Undeterred by the rapid transformation of Yangon’s streets from sedate thoroughfares to car-choked arteries in just a few years, the 46-year-old revels in defying the changing times with his traditional form of transport.
“I love the work very much,” the craftsman tells AFP from a workshop bursting with wheel rims, springs, piping and tools.
“I am always finding ways to make trishaws better and better.”
He joined the family business aged 16, learning the trade from his father, and now works with his younger brother, Htay Zaw, to make around seven trishaws every month.
The cheapest model costs 430,000 kyats ($315) but customers who pay a little more can opt for a flashier version with steel trimmings.
The brothers’ reputation has even spread outside of Myanmar, with one creation snapped up by an American tourist and another by an Israeli embassy official leaving the country.
But Yangon’s streets are unrecognisable from a few years ago. Myanmar has seen an explosion in vehicle numbers since a military-backed government launched reforms in 2011 that opened the country to the outside world after decades of isolation.
Car import rules were relaxed and traffic now moves infuriatingly slowly. Myanmar has tried to improve the congestion by overhauling the bus system, building flyovers, upgrading a circular railway line, and most recently, introducing water taxis.
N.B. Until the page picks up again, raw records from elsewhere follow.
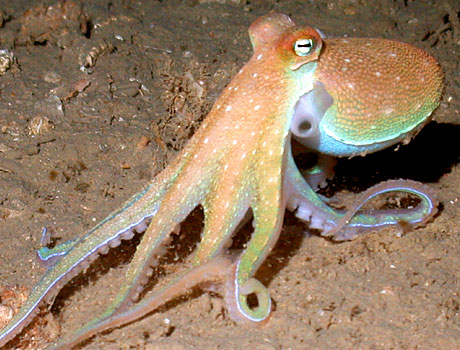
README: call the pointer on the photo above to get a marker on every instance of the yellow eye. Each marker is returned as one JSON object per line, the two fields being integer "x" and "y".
{"x": 303, "y": 47}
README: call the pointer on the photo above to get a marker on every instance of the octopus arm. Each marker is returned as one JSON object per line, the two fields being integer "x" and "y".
{"x": 308, "y": 206}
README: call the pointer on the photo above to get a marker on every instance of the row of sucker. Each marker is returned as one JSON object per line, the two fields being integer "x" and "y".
{"x": 49, "y": 297}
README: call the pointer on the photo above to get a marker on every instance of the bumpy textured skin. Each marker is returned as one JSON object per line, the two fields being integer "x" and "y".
{"x": 381, "y": 88}
{"x": 240, "y": 159}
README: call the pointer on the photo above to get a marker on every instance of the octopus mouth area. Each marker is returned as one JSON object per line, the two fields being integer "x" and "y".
{"x": 308, "y": 113}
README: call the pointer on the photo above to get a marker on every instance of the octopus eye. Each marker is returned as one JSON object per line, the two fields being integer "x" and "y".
{"x": 303, "y": 47}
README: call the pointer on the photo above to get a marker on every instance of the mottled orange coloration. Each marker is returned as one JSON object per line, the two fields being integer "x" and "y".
{"x": 240, "y": 162}
{"x": 381, "y": 88}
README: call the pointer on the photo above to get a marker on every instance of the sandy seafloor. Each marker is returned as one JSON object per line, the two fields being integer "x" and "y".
{"x": 75, "y": 144}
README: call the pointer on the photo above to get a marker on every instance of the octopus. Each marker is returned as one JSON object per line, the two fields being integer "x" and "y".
{"x": 338, "y": 97}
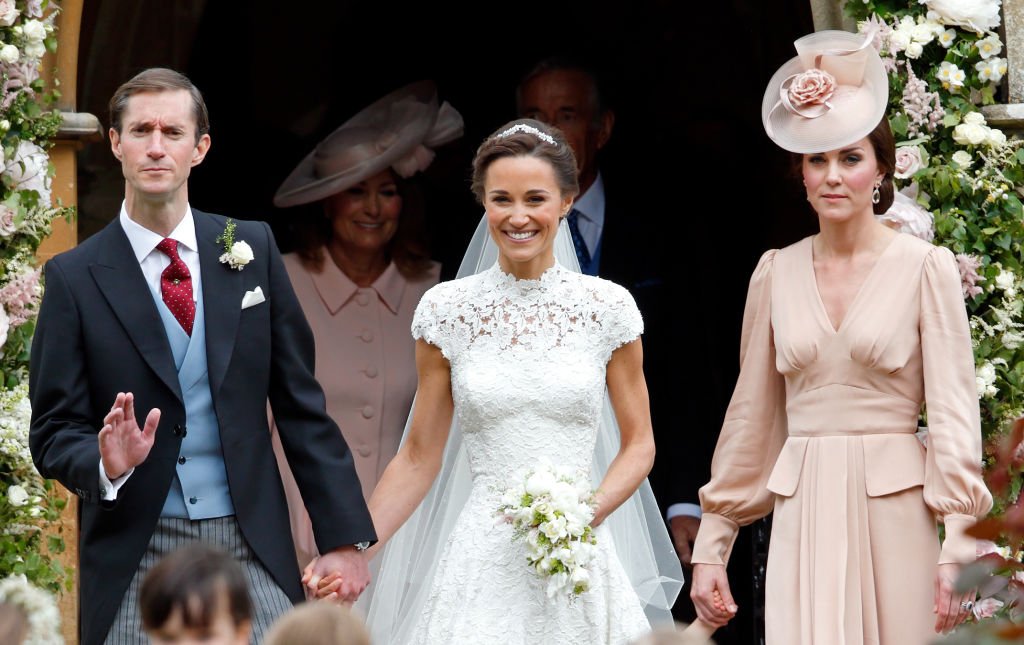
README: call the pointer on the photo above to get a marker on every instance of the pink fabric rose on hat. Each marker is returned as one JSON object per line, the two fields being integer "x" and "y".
{"x": 908, "y": 161}
{"x": 813, "y": 87}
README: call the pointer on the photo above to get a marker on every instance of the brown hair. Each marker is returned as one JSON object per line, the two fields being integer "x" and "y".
{"x": 519, "y": 143}
{"x": 159, "y": 80}
{"x": 195, "y": 579}
{"x": 885, "y": 155}
{"x": 408, "y": 248}
{"x": 317, "y": 624}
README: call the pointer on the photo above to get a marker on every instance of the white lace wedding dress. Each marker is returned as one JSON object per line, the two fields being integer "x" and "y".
{"x": 528, "y": 362}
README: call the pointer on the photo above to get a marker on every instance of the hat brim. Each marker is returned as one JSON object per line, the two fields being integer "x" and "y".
{"x": 304, "y": 185}
{"x": 856, "y": 110}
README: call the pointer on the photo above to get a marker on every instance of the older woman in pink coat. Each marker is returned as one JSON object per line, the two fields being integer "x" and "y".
{"x": 359, "y": 268}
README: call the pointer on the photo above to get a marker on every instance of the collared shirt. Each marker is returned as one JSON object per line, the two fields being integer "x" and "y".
{"x": 590, "y": 205}
{"x": 153, "y": 262}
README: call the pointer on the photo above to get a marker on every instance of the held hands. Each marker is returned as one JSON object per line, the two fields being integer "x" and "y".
{"x": 951, "y": 607}
{"x": 339, "y": 575}
{"x": 123, "y": 444}
{"x": 711, "y": 595}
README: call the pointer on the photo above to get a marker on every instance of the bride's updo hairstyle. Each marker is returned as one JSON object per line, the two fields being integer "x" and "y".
{"x": 527, "y": 137}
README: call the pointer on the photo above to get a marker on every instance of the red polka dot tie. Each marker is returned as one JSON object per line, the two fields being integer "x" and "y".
{"x": 175, "y": 285}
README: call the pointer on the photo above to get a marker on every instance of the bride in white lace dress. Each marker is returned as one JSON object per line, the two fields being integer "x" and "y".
{"x": 522, "y": 354}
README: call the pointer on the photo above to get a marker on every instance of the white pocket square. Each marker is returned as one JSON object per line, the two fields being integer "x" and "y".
{"x": 253, "y": 297}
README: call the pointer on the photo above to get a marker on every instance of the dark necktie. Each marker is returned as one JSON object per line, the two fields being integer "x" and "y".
{"x": 582, "y": 253}
{"x": 175, "y": 286}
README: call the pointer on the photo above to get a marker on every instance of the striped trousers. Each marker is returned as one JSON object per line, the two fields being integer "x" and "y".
{"x": 171, "y": 532}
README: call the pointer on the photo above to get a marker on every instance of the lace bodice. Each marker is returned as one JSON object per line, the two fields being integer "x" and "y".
{"x": 527, "y": 361}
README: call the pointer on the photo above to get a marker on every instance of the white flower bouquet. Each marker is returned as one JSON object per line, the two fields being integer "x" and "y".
{"x": 551, "y": 509}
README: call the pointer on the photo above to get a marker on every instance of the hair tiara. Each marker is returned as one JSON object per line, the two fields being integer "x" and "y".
{"x": 522, "y": 127}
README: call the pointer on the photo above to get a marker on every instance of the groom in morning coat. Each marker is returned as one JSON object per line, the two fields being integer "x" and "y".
{"x": 148, "y": 317}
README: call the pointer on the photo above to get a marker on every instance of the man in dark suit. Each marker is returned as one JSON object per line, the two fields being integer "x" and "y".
{"x": 622, "y": 232}
{"x": 192, "y": 317}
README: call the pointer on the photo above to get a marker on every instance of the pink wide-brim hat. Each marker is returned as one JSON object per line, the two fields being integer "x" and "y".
{"x": 396, "y": 131}
{"x": 850, "y": 112}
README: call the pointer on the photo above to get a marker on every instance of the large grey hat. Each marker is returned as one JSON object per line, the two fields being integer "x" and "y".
{"x": 396, "y": 131}
{"x": 833, "y": 93}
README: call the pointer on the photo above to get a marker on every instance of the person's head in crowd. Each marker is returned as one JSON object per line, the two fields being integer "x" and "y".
{"x": 197, "y": 594}
{"x": 13, "y": 624}
{"x": 524, "y": 175}
{"x": 361, "y": 175}
{"x": 318, "y": 624}
{"x": 567, "y": 94}
{"x": 160, "y": 130}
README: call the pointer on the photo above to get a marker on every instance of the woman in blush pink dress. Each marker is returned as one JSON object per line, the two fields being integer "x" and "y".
{"x": 847, "y": 334}
{"x": 359, "y": 269}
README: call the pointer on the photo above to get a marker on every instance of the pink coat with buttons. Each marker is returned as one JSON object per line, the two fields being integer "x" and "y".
{"x": 366, "y": 362}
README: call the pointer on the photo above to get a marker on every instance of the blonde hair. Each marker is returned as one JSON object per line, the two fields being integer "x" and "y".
{"x": 318, "y": 624}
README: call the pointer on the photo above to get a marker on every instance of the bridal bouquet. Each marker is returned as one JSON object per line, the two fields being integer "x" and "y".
{"x": 551, "y": 508}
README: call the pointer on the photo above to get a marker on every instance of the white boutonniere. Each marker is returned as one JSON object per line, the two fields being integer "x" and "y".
{"x": 237, "y": 254}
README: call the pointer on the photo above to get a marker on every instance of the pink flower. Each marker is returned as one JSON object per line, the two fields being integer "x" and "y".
{"x": 986, "y": 607}
{"x": 20, "y": 296}
{"x": 813, "y": 87}
{"x": 969, "y": 265}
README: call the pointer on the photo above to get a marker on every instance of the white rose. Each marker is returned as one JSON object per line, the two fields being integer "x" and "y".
{"x": 9, "y": 54}
{"x": 1012, "y": 340}
{"x": 963, "y": 159}
{"x": 899, "y": 40}
{"x": 981, "y": 15}
{"x": 563, "y": 496}
{"x": 908, "y": 161}
{"x": 913, "y": 50}
{"x": 974, "y": 118}
{"x": 970, "y": 134}
{"x": 241, "y": 253}
{"x": 1006, "y": 281}
{"x": 995, "y": 138}
{"x": 28, "y": 170}
{"x": 17, "y": 496}
{"x": 906, "y": 216}
{"x": 34, "y": 31}
{"x": 8, "y": 12}
{"x": 35, "y": 49}
{"x": 989, "y": 46}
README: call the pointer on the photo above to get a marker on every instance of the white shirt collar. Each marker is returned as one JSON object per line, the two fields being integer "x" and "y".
{"x": 143, "y": 241}
{"x": 591, "y": 203}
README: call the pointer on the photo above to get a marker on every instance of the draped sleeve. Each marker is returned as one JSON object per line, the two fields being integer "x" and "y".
{"x": 953, "y": 485}
{"x": 753, "y": 433}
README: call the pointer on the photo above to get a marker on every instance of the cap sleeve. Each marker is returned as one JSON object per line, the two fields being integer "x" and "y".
{"x": 954, "y": 488}
{"x": 753, "y": 433}
{"x": 622, "y": 321}
{"x": 431, "y": 320}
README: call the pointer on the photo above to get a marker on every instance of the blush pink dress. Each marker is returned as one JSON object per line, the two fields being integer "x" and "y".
{"x": 821, "y": 432}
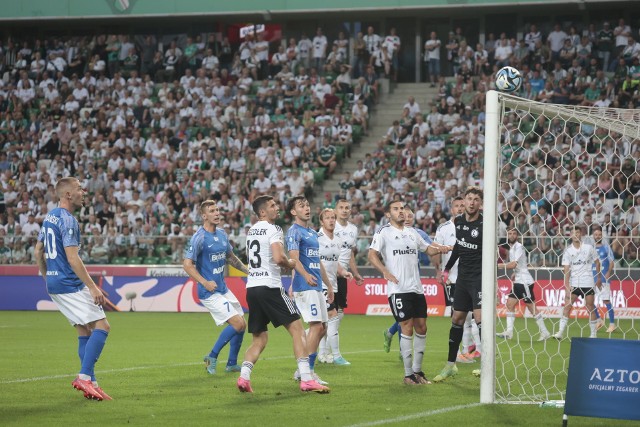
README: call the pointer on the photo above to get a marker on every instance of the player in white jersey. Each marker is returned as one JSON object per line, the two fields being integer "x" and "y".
{"x": 446, "y": 235}
{"x": 577, "y": 261}
{"x": 522, "y": 289}
{"x": 394, "y": 253}
{"x": 330, "y": 249}
{"x": 267, "y": 301}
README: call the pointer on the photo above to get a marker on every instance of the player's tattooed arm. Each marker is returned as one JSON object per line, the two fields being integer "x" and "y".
{"x": 235, "y": 262}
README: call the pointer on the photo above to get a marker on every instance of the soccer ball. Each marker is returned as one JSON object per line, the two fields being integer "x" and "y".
{"x": 508, "y": 79}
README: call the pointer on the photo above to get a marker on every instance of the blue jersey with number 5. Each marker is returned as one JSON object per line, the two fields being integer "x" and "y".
{"x": 60, "y": 230}
{"x": 209, "y": 253}
{"x": 305, "y": 241}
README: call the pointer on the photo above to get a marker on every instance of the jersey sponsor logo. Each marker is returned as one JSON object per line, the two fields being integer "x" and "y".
{"x": 407, "y": 251}
{"x": 217, "y": 257}
{"x": 466, "y": 244}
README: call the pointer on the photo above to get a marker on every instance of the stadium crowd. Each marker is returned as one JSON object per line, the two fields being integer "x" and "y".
{"x": 151, "y": 129}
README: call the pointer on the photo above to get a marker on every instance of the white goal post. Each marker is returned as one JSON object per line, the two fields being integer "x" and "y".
{"x": 622, "y": 122}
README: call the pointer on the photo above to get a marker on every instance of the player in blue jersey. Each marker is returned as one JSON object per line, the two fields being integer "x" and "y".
{"x": 303, "y": 247}
{"x": 205, "y": 261}
{"x": 69, "y": 284}
{"x": 409, "y": 221}
{"x": 606, "y": 269}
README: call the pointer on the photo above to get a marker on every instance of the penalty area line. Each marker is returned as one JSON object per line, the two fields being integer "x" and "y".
{"x": 138, "y": 368}
{"x": 424, "y": 414}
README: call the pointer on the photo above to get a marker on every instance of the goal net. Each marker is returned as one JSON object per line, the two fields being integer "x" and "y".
{"x": 549, "y": 168}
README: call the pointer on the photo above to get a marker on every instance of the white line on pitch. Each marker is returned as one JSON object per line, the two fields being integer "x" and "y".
{"x": 417, "y": 415}
{"x": 138, "y": 368}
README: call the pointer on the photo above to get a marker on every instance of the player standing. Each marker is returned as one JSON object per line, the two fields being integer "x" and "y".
{"x": 267, "y": 301}
{"x": 205, "y": 261}
{"x": 303, "y": 247}
{"x": 446, "y": 235}
{"x": 468, "y": 292}
{"x": 69, "y": 284}
{"x": 330, "y": 249}
{"x": 577, "y": 261}
{"x": 399, "y": 247}
{"x": 409, "y": 221}
{"x": 522, "y": 289}
{"x": 348, "y": 234}
{"x": 606, "y": 264}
But the streets remain jammed.
Sixty-year-old Aung Ba is one of the city’s 25,000 licensed trishaw drivers and has been pedalling Yangon’s streets for 30 years, earning about 10,000 kyat ($7.5) each day.
The busier roads are more dangerous, but Aung Ba says there is still a place for the three-wheelers.
“It wouldn’t be good to drive a car. But riding a trishaw, I can find my way through as I want,” he says sitting beside his vehicle in the city’s northern Mayangon Township.
Aye Zaw is also confident the iconic vehicle will not disappear from Yangon’s streets just yet and would be happy for his son to take over the business.
“I don’t want to force my son into making or not making trishaws,” he says. “But if he loves the trade then of course he should do it.”